Dan pada pasal 78 ayat (5) juga mengatur terkait pengenaan sanksi daftar hitam dan pada pasal 79 ayat (4) dan (5) juga mengatur tentang pengenaan sanksi denda keterlambatan.
Dalam pandangannya, Fraksi Demokrat juga mempertanyakan kepada Pemkab Kuansing sudah sejauh mana pemberlakuan atau penerapan peraturan tersebut dalam kasus ini atau kontrak lain yang dianggarkan dalam APBD TA 2019. "Mohon ini dijelaskan," kata Hamzah Alim.
Selanjutnya, terkait masalah denda keterlambatan pengerjaan oleh penyedia jasa. Sebagaimana ketentuan yang tertuang dalam pasal 78 ayat (5) huruf f sanksi denda keterlambatan ditetapkan PPL dalam kontrak sebesar 1 0/00 (satu permil) dari nilai kontrak untuk setiap hari keterlambatan.
Menurut Fraksi Demokrat, denda keterlambatan merupakan suatu hukuman yang harus dibayar oleh pelaksana pekerjaan akibat keterlambatan penyelesaian pekerjaan yang mengakibatkan kerugian pengguna anggaran, karena nilai manfaat dari pekerjaan terlambat dinikmati pengguna dalam hal ini masyarakat Kuansing.

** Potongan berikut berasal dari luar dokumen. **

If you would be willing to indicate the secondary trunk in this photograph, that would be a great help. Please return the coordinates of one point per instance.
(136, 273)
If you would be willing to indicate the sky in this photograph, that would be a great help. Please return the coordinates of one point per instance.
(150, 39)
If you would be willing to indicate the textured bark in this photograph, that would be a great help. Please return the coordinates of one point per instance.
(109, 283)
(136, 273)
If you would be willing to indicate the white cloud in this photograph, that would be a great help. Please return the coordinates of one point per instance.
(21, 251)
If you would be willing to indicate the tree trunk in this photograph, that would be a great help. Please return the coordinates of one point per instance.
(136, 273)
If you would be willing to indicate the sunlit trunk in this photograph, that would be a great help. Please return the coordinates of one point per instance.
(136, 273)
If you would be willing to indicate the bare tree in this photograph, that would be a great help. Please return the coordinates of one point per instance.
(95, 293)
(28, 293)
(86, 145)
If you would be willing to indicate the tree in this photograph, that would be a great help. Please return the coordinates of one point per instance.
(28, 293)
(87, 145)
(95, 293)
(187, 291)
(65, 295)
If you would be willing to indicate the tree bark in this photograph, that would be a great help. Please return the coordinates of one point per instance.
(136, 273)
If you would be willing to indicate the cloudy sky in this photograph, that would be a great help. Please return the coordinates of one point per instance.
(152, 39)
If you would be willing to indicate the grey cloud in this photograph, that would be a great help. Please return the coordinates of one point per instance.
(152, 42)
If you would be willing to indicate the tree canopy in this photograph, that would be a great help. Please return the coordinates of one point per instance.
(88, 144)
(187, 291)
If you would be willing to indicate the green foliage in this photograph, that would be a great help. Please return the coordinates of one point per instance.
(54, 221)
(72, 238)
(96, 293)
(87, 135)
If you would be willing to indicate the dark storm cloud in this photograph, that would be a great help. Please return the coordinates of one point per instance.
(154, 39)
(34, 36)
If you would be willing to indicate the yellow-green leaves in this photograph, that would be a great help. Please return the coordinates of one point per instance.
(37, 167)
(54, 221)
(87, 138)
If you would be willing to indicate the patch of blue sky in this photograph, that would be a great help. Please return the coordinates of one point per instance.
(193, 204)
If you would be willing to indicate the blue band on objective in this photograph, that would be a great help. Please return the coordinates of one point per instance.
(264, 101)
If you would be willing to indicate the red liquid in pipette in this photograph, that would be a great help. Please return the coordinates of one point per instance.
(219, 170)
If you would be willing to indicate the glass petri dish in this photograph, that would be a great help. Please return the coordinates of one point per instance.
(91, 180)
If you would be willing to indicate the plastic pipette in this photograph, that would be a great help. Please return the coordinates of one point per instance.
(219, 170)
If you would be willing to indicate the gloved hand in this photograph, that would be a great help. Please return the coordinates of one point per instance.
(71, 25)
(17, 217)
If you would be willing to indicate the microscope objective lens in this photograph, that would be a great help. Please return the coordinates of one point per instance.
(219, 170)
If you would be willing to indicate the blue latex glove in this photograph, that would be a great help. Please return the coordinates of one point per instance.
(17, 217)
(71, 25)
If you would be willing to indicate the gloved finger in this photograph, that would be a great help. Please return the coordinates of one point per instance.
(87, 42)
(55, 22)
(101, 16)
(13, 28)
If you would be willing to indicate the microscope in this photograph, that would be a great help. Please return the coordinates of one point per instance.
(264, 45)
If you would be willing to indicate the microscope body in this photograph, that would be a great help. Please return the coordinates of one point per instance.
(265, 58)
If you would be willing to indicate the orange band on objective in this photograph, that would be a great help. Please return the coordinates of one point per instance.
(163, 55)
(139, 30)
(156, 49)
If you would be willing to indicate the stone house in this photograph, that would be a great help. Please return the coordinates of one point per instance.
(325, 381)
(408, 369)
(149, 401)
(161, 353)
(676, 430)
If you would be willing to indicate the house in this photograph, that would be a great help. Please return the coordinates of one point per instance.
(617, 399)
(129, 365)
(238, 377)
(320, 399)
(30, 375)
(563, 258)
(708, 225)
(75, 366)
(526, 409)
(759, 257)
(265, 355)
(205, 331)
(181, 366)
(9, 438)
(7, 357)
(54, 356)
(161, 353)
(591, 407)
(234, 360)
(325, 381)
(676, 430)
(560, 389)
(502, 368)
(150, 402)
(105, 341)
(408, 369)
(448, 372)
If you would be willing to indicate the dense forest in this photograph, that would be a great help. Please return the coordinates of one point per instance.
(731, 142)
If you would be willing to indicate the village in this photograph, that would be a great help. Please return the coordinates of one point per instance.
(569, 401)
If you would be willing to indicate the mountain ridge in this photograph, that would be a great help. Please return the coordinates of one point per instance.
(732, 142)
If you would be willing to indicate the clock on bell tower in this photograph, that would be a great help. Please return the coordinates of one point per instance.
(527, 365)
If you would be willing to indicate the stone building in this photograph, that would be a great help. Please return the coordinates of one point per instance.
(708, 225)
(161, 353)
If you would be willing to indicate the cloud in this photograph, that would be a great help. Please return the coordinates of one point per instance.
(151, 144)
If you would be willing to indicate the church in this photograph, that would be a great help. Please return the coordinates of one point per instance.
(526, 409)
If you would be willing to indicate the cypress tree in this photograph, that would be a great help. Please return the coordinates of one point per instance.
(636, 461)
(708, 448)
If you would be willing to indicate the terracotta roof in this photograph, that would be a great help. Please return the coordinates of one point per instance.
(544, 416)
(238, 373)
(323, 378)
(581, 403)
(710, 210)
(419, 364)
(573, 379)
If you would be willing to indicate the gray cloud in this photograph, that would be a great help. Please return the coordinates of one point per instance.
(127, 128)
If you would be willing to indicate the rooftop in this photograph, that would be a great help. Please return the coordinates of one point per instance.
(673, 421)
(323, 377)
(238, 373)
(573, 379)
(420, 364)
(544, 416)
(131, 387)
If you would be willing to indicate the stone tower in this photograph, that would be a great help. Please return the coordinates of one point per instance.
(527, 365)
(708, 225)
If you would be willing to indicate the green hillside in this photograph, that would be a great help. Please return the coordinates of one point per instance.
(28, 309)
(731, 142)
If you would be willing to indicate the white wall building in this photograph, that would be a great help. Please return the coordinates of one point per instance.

Fraksi meminta Pemda untuk menyampaikan data pengerjaan yang tidak mencapai target sesuai kontrak, serta sudah sejauh mana upaya pemerintah dalam penerapan sanksi dan denda. Dan seberapa besar denda yang masuk ke kas daerah terutama dari denda keterlambatan pengerjaan TA 2019.
Diberitakan sebelumnya, untuk gedung dua lantai Instalasi Gawat Darurat (IGD) merupakan kegiatan pembangunan dan rehabilitasi RS/Kab/Kota dan Provinsi (DAK) dengan pekerjaan rehabilitasi IGD dikerjakan oleh PT Andika Utama dengan Konsultan Pengawas Gita Lestari Consultan.
Pekerjaan dengan nomor kontrak 445/RSUD-TU/2019/1027 dengan nilai Rp 7.276.556.000,00. Pekerjaan ini dengan tanggal kontrak dimulai 23 Juni 2019 - 23 Desember 2019 dengan sumber dana APBD Kabupaten Kuansing.
Kemudian untuk gedung rawat inap sendiri menghabiskan anggaran lebih kurang Rp 14 Miliar. Dari laman LPSE Kabupaten Kuansing proyek tersebut dimenangkan PT Putra Meranti yang merupakan perusahaan asal Pekanbaru.
Pekerjaan pembangunan proyek miliaran rupiah tersebut kabarnya tidak tuntas dikerjakan pada 2019 lalu meskipun sudah diberi tambahan waktu 50 hari. Hingga kini dua bangunan tersebut belum bisa dimanfaatkan.